The Basel Committee on Banking Supervision will postpone their next meeting in another bid to agree on global capital rules, taking more time to try to overcome objections from European banks to minimum capital levels, people familiar with the talks said. The next meeting of the BCBS was set for mid-September but it is now expected in early October.
The Basel meeting delay will give officials more time to overcome European banks’ reluctance to accept a “floor” or minimum level of capital a big bank must hold, the sources said. Basel members such as the United States want a floor equivalent to 75 percent of the amount standard regulatory capital calculations used by smaller lenders comes up with.
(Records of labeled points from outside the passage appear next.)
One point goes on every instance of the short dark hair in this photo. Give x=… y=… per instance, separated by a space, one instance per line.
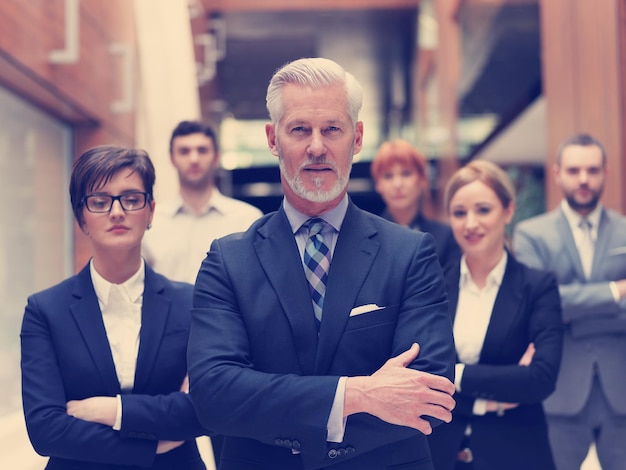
x=584 y=140
x=95 y=168
x=193 y=127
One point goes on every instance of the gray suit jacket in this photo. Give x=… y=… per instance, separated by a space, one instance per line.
x=595 y=333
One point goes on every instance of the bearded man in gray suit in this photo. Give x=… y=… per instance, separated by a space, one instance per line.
x=584 y=245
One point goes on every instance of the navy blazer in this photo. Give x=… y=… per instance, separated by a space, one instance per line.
x=66 y=356
x=268 y=379
x=448 y=250
x=527 y=310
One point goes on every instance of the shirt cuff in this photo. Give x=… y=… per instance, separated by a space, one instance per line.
x=118 y=417
x=459 y=368
x=336 y=426
x=480 y=407
x=614 y=291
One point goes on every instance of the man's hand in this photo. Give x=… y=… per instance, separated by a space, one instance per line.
x=399 y=395
x=527 y=357
x=165 y=446
x=101 y=410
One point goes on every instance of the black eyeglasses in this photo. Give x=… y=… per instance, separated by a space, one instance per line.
x=100 y=203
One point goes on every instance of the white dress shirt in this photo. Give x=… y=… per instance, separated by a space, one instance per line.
x=473 y=314
x=122 y=323
x=573 y=220
x=180 y=239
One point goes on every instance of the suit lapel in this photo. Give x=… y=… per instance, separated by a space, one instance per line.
x=88 y=318
x=154 y=313
x=505 y=311
x=278 y=254
x=356 y=249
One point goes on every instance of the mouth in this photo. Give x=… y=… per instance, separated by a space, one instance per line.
x=473 y=237
x=319 y=168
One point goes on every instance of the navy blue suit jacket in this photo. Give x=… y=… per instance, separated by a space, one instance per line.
x=258 y=369
x=527 y=310
x=66 y=356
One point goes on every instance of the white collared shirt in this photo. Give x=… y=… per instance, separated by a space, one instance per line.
x=573 y=220
x=122 y=329
x=473 y=311
x=180 y=239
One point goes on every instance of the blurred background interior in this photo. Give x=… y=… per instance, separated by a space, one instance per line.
x=503 y=80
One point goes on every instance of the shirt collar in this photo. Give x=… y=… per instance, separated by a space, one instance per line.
x=132 y=287
x=494 y=278
x=573 y=217
x=334 y=217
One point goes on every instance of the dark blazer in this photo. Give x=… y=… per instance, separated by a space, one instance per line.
x=66 y=356
x=448 y=250
x=527 y=309
x=269 y=379
x=595 y=325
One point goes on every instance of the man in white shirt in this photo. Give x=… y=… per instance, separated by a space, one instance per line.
x=183 y=229
x=584 y=245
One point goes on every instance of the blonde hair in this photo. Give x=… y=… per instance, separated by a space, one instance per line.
x=488 y=173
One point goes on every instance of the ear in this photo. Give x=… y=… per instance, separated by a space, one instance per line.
x=152 y=206
x=508 y=213
x=270 y=132
x=358 y=138
x=555 y=172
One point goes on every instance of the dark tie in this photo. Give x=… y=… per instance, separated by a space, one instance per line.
x=316 y=264
x=586 y=247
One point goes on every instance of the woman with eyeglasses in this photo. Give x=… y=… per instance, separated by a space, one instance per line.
x=104 y=352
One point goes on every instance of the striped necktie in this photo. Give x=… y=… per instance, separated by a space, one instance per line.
x=586 y=246
x=316 y=264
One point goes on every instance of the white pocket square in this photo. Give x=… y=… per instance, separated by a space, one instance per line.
x=364 y=309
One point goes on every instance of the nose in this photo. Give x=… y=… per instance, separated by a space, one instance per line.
x=316 y=147
x=117 y=210
x=471 y=221
x=583 y=176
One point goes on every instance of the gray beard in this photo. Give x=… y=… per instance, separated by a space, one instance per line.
x=316 y=195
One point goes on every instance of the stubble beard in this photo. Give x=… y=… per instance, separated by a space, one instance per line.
x=587 y=206
x=317 y=195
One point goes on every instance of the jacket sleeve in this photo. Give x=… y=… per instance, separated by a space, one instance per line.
x=513 y=383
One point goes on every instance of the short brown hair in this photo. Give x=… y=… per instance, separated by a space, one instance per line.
x=96 y=167
x=486 y=172
x=397 y=151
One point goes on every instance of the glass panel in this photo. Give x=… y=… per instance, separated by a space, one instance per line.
x=36 y=228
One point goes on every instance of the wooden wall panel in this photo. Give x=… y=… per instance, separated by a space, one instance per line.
x=582 y=73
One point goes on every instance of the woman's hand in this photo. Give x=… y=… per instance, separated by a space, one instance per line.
x=500 y=407
x=101 y=410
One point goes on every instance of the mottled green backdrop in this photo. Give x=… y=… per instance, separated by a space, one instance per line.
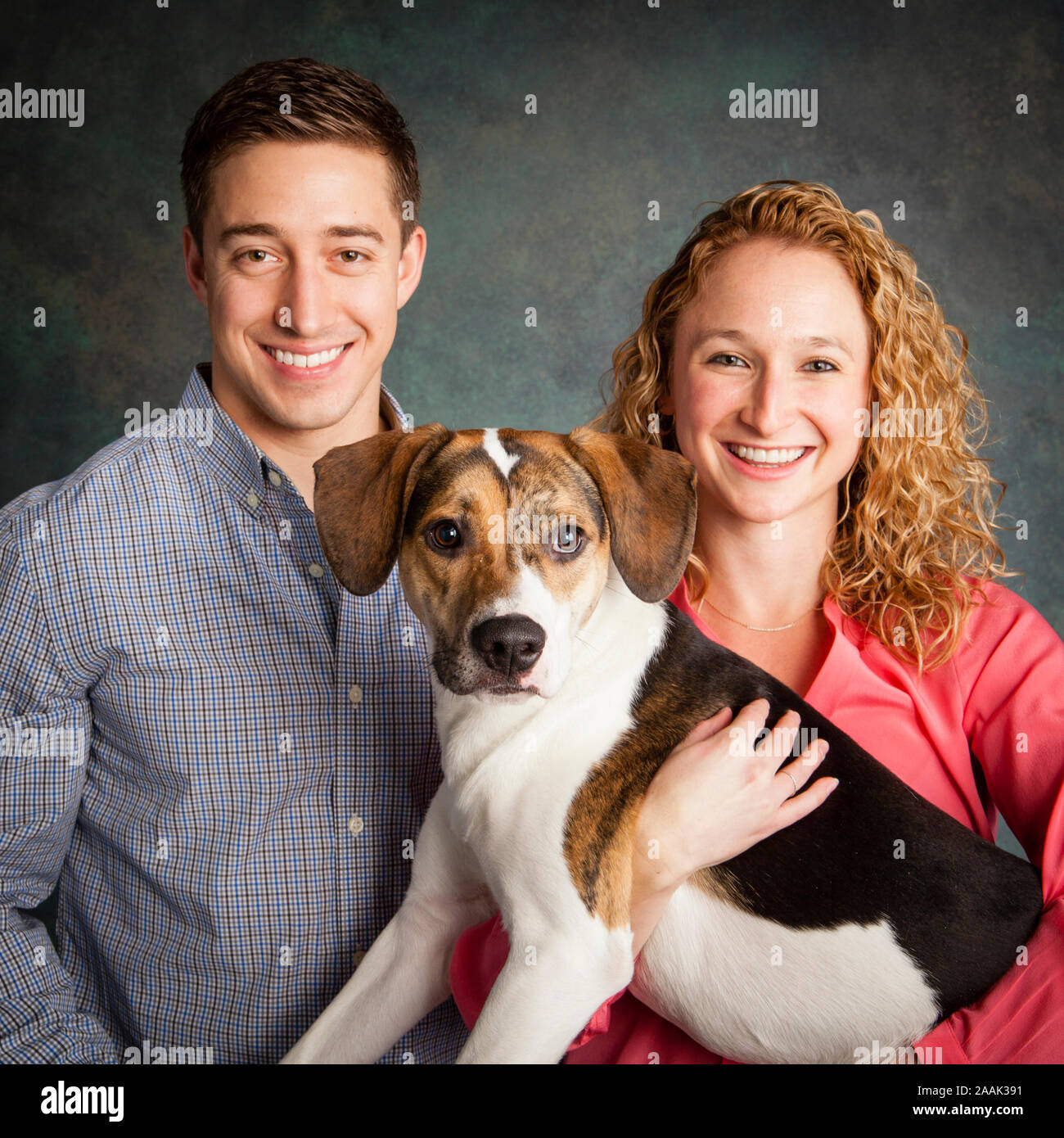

Europe wants a figure nearer 70 percent. Potential compromises include scaling back on capital elsewhere in the package if a floor of 75 percent is chosen.
Conversely, capital could be ratcheted up elsewhere in the package if a floor of 70 percent is selected, sources said to Reuters. A floor of 72.5 percent would look silly but acceptable if it gets the deal done, a source said to Reuters. Central bank governors such as the US Federal Reserve’s Janet Yellen, the European Central Bank’s Mario Draghi and Bank of England chief Mark Carney are pushing for a deal to allow the banking sector and regulators to move on. The rules under discussion would complete Basel III, the world’s response to undercapitalized lenders that taxpayers had to bail out in a financial crisis that started a decade ago.